VERU IS ENROLLING PATIENTS
To Evaluate the Safety and Tolerability of VERU-111 in Men with Advanced Metastatic Castration Resistant Prostate Cancer
In 2019, there will be 174,650 new cases of prostate cancer and about 31,620 men will die from the disease making prostate cancer the second leading cause of cancer deaths according to the American Cancer Society. In the U.S., 5% of men with prostate cancer will have metastatic cancer and up to 30% of men with high-risk, localized prostate cancer will develop metastatic cancer following initial therapy. The median survival of patients with metastatic prostate cancer ranges from 3.2-4.5 years. For these men, 1st line therapy is androgen deprivation therapy, or medical castration. Although most will initially respond, nearly all these patients will progress to metastatic castration resistant prostate and have a poor prognosis with an average survival of 1.5 years. New 2nd line hormonal agents, like XTANDI (enzalutamide) and ZYTIGA (abiraterone/prednisone) have resulted in an additional four to five months of average survival, but again, nearly all men on these agents will become resistant to these agents and develop progressive metastatic prostate cancer.

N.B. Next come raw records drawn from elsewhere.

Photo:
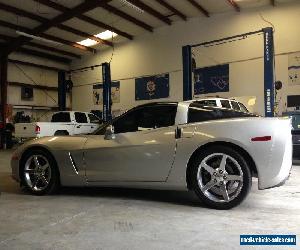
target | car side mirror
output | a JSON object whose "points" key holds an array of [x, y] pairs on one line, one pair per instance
{"points": [[109, 133]]}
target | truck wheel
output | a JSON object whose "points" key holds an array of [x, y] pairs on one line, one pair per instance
{"points": [[220, 177], [61, 132], [39, 172]]}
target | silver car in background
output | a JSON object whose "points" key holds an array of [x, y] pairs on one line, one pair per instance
{"points": [[181, 146]]}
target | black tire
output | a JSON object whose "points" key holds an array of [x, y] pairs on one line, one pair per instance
{"points": [[54, 181], [61, 132], [203, 196]]}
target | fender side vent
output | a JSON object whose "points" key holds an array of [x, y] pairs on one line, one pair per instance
{"points": [[73, 163]]}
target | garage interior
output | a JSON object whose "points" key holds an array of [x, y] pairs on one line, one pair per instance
{"points": [[97, 56]]}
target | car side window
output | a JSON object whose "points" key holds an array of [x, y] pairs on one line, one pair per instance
{"points": [[61, 117], [199, 114], [93, 118], [127, 122], [80, 117], [211, 103], [145, 118], [235, 105], [225, 104], [243, 108]]}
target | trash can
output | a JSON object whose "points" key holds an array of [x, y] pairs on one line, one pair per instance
{"points": [[8, 140]]}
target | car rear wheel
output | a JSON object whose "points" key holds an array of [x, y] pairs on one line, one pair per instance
{"points": [[220, 177], [39, 172]]}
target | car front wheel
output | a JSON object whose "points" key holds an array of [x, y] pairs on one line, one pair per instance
{"points": [[220, 177], [39, 172]]}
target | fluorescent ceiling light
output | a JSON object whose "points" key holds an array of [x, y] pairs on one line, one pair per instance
{"points": [[131, 5], [37, 38], [105, 35]]}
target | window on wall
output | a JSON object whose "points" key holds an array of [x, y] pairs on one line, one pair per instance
{"points": [[235, 105], [80, 117]]}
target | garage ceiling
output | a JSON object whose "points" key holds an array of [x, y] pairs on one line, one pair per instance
{"points": [[66, 22]]}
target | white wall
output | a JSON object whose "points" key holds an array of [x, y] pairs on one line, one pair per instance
{"points": [[160, 52], [33, 75]]}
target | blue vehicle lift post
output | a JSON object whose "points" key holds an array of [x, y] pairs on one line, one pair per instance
{"points": [[268, 66], [62, 90], [107, 102]]}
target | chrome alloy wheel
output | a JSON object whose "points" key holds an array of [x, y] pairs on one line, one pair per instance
{"points": [[37, 172], [220, 177]]}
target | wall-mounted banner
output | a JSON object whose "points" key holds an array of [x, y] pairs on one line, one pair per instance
{"points": [[211, 79], [98, 92], [294, 69], [152, 87]]}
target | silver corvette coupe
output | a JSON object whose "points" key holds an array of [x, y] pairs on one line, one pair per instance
{"points": [[181, 146]]}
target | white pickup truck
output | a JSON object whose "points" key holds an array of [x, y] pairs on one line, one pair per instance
{"points": [[62, 123]]}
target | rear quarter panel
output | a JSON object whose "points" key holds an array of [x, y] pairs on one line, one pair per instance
{"points": [[267, 155]]}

Drugs that target tubulin have been shown to be the most effective cytotoxic chemotherapy for the treatment of metastatic prostate cancer. Tubulin, a component of microtubules, is required for cancer cell replication and to shuttle the androgen receptor into the nucleus where the receptor stimulates genes for cancer cell proliferation. Docetaxel and cabazitaxel are examples of FDA-approved chemotherapy drugs that are given intravenously (IV) that target tubulin to treat metastatic prostate cancer. Although effective, the challenges for this class of chemotherapy agents, also known as taxanes, include that they must be given IV and that the cancer cells develop resistance to taxanes in a variety of ways: Cancer cells may (i) express multidrug resistance proteins which pump the taxane chemotherapy meant to kill the cancer cells, out of the cancer cells; (ii) develop tubulin mutations so taxanes are no longer able to bind to the mutated tubulin; and/or (iii) overexpress beta-tubulin so that there is plenty of tubulin present for cell replication even if some tubulin is bound by taxanes. There are also serious safety concerns with IV taxanes which include serious hypersensitivity reactions, neutropenia, myelosuppression and neurotoxicity such as peripheral neuropathy and muscle weakness.

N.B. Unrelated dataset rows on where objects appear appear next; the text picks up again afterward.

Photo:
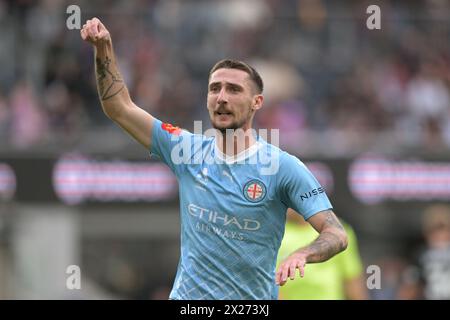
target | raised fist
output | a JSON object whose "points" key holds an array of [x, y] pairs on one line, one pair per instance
{"points": [[95, 32]]}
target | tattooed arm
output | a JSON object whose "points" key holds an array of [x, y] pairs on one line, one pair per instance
{"points": [[113, 93], [332, 239]]}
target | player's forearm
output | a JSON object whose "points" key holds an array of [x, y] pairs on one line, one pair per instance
{"points": [[327, 244], [112, 90]]}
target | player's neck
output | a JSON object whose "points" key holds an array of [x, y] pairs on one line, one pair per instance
{"points": [[232, 143]]}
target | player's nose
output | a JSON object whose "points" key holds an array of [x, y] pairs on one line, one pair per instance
{"points": [[222, 97]]}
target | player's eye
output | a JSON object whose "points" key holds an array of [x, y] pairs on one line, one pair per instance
{"points": [[214, 89], [234, 89]]}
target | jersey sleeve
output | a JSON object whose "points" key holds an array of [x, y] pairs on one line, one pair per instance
{"points": [[169, 145], [299, 189]]}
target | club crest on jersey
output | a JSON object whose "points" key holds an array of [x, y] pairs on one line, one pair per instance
{"points": [[254, 191], [171, 128]]}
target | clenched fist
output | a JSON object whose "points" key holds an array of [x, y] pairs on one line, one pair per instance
{"points": [[95, 32]]}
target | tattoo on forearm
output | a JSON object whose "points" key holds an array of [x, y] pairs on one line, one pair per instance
{"points": [[109, 83], [324, 247], [333, 221]]}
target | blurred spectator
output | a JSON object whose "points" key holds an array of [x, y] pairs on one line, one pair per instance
{"points": [[434, 261], [336, 279], [361, 85]]}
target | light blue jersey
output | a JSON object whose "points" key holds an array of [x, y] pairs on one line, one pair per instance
{"points": [[233, 213]]}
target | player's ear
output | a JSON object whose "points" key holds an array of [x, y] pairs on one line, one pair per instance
{"points": [[257, 101]]}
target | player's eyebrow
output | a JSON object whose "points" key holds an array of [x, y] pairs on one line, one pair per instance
{"points": [[230, 84]]}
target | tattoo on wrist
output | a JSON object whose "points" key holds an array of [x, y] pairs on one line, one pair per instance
{"points": [[109, 83]]}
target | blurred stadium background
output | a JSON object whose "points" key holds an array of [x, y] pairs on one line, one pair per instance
{"points": [[368, 111]]}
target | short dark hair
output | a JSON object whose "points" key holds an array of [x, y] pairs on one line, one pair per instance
{"points": [[236, 64]]}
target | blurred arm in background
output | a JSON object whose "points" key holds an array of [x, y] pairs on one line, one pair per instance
{"points": [[114, 96]]}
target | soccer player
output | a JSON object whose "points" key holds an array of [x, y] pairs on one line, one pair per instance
{"points": [[341, 277], [233, 208]]}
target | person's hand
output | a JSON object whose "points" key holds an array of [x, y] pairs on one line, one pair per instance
{"points": [[95, 32], [289, 266]]}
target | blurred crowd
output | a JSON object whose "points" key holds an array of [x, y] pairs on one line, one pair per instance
{"points": [[328, 77]]}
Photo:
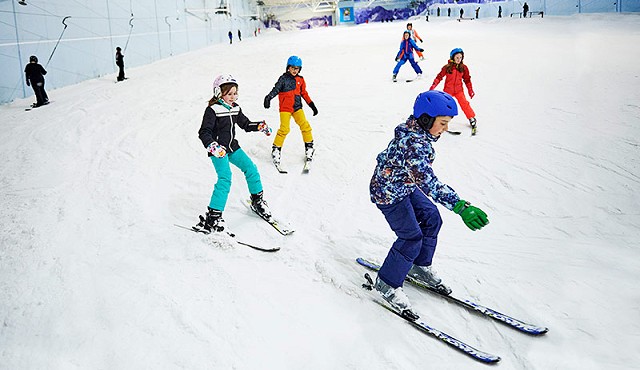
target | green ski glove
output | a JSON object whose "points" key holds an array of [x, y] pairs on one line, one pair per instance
{"points": [[473, 217]]}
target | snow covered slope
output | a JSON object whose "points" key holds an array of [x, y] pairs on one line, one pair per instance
{"points": [[93, 274]]}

VERU-111 is a novel, proprietary, next generation, first-in-class oral selective antitubulin agent that targets and disrupts alpha and beta tubulin subunits of microtubules. In cancer cells, microtubules are critical for transport of growth factor receptors, cellular proliferation, and metastases. In preclinical effectiveness and toxicity studies, orally administered VERU-111 demonstrated significant antitumor activity against castration and novel androgen blocking agent (abiraterone or enzalutamide) resistant human prostate cancer models. Furthermore, VERU-111 had significant antitumor effects against cancers that overexpress multidrug resistant proteins, like P-glycoprotein, a common mechanism by which cancer cells become resistant to cancer drugs. At oral doses that had significant antitumor effects, VERU-111 had a favorable safety profile as it did not cause neutropenia or myelosuppression, common dose limiting side effects of other classes of commercially available antitubulins such as intravenous taxanes or intravenous vinca alkaloids. In addition to prostate cancer, VERU-111 had antitumor effects in other cancer types including preclinical human models for triple negative breast cancer, ovarian cancer and pancreatic cancer that are sensitive and resistant to taxanes. VERU-111 has the potential to be the first FDA approved selective antitubulin agent that targets and disrupts alpha and beta tubulin subunits of microtubules to treat cancer.